Initial setup

Learn how to get spider templates installed and configured on an existing Scrapy project.

Tip

If you do not have a Scrapy project yet, use zyte-spider-templates-project as a starting template to get started quickly.

Requirements

  • Python 3.8+

  • Scrapy 2.11+

For Zyte API features, including AI-powered parsing, you need a Zyte API subscription.

Installation

pip install zyte-spider-templates

Configuration

In your Scrapy project settings (usually in settings.py):

For Zyte API features, including AI-powered parsing, configure scrapy-zyte-api with scrapy-poet integration.

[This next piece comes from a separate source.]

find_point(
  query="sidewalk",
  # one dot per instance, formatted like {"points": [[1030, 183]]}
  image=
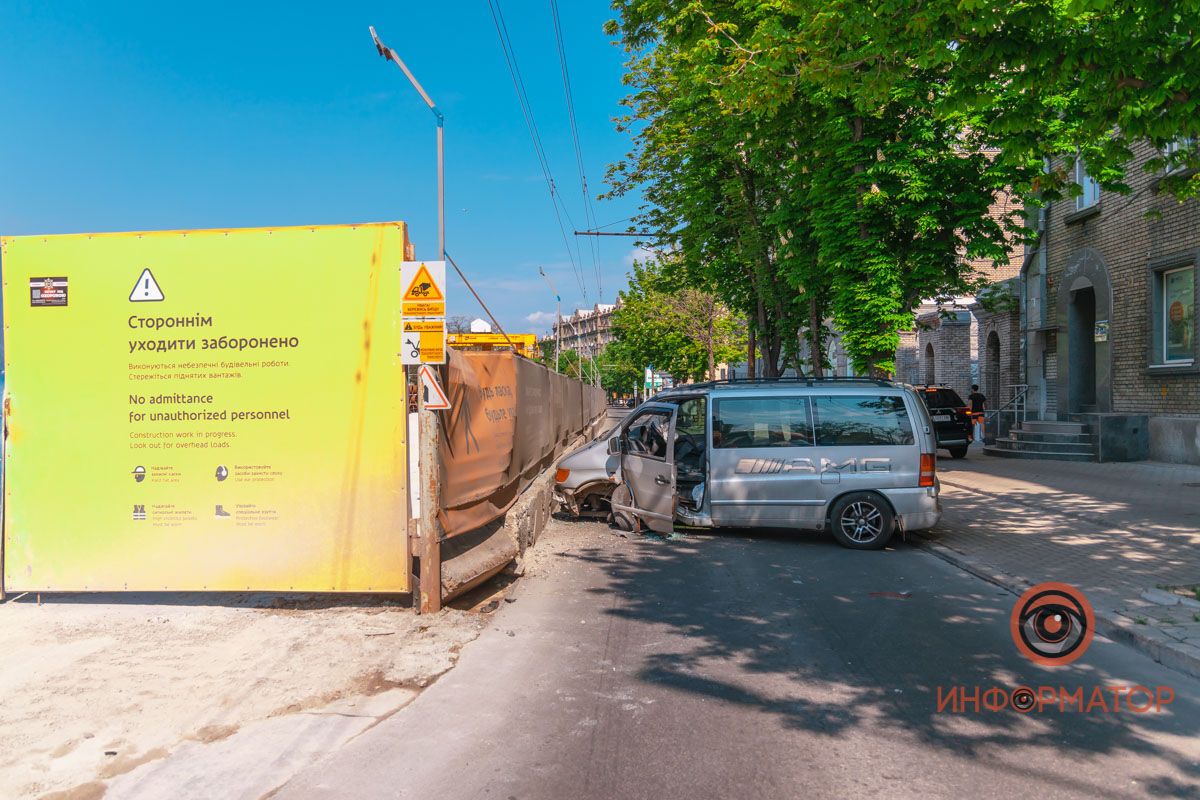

The following additional settings are recommended:

  • Set CLOSESPIDER_TIMEOUT_NO_ITEM to 600, to force the spider to stop if no item has been found for 10 minutes.

  • Set SCHEDULER_DISK_QUEUE to "scrapy.squeues.PickleFifoDiskQueue" and SCHEDULER_MEMORY_QUEUE to "scrapy.squeues.FifoMemoryQueue", for better request priority handling.

  • Update SPIDER_MIDDLEWARES to include "zyte_spider_templates.middlewares.CrawlingLogsMiddleware": 1000, to log crawl data in JSON format for debugging purposes.

  • Ensure that zyte_common_items.ZyteItemAdapter is also configured:

    from itemadapter import ItemAdapter
    from zyte_common_items import ZyteItemAdapter
    
    ItemAdapter.ADAPTER_CLASSES.appendleft(ZyteItemAdapter)
    
  • Update SPIDER_MIDDLEWARES to include "zyte_spider_templates.middlewares.AllowOffsiteMiddleware": 500 and "scrapy.spidermiddlewares.offsite.OffsiteMiddleware": None. This allows for crawling item links outside of the domain.

For an example of a properly configured settings.py file, see the one in zyte-spider-templates-project.